Her geçen gün, telefonlara yüklediğimiz uygulamalar ve gelen güncellemeler daha fazla verimize erişmek için bizden izin istiyor. Yüklediğimiz her uygulamayla aslında anlık konumumuzu, günlük rutinlerimizi, cihaz içindeki özel verilerimizi ve hatta sağlık durumumuzu bile geliştiricilerle paylaşıyoruz.
Böyle bir ortamda bunları elinde bulunduranlara karşı bırakın mahremiyeti, kişisel gizliliği kendimizi bile korumamızın bir yolu yok. Denememiz durumunda telefonlarımız bize karşı casusluk yapacak. Bu noktada kullanıcılar gizlilik ve güvenlik odaklı telefonları araştırmaya başlıyor.
Üst düzey gizlilik ve güvenlik sağlayan 4 telefon modeli:
Sosyal amaçlı bir şirket olan Purism, 2014’ten beri gizlilik dostu Linux tabanlı dizüstü bilgisayarlar ve bilgisayarlar üretiyor. Purism Librem 5, şirketin ilk akıllı telefonu ve gizlilik ön planda tutularak tasarlandı. Librem 5, sizi takip etmeyen akıllı telefonlar listesindeki en iyi seçenek.
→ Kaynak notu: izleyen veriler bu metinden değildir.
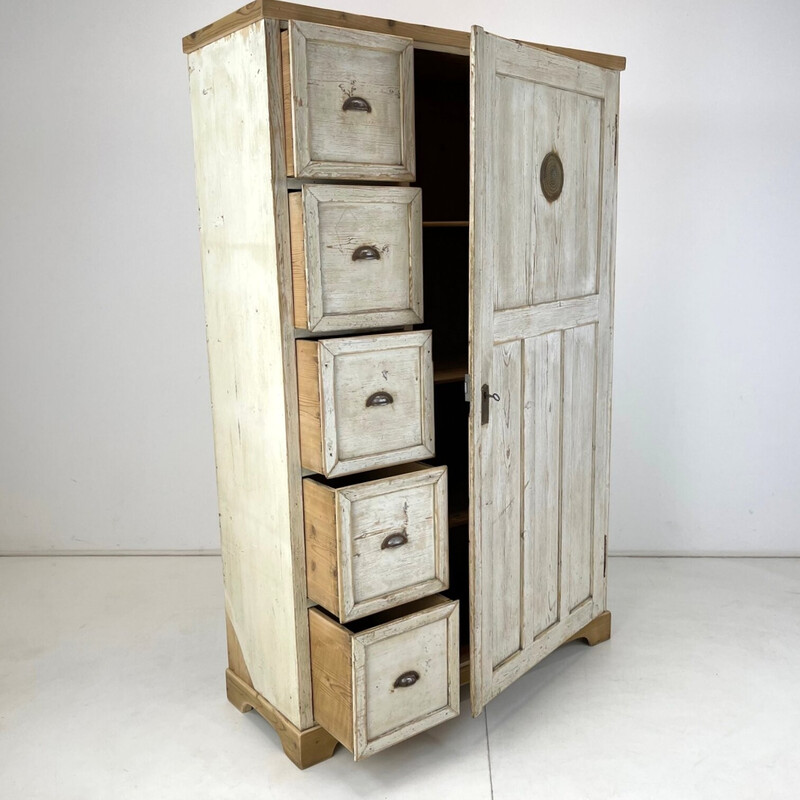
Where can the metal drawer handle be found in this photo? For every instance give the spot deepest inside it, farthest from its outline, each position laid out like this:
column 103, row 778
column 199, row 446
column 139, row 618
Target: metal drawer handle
column 406, row 679
column 380, row 399
column 356, row 104
column 394, row 540
column 366, row 253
Telefon, Purism‘in Android veya iOS tabanlı olmayan gizlilik odaklı Linux işletim sistemi PureOS’u çalıştırıyor. PureOS açık kaynaklı ve ücretsiz ve açık kaynaklı yazılım (FOSS) önceden yüklenmiş olarak geliyor.
Yine de; Purism, sizi işletim sistemini kullanmaya zorlamıyor. Bunun yerine herhangi bir uyumlu GNU/Linux işletim sistemi kurmayı seçebilirsiniz. Sonuç olarak, Google Play Store‘a veya diğer ana uygulama mağazalarına erişim yok. Varsayılan web tarayıcısı, varsayılan arama motoru olarak DuckDuckGo’yu kullanıyor.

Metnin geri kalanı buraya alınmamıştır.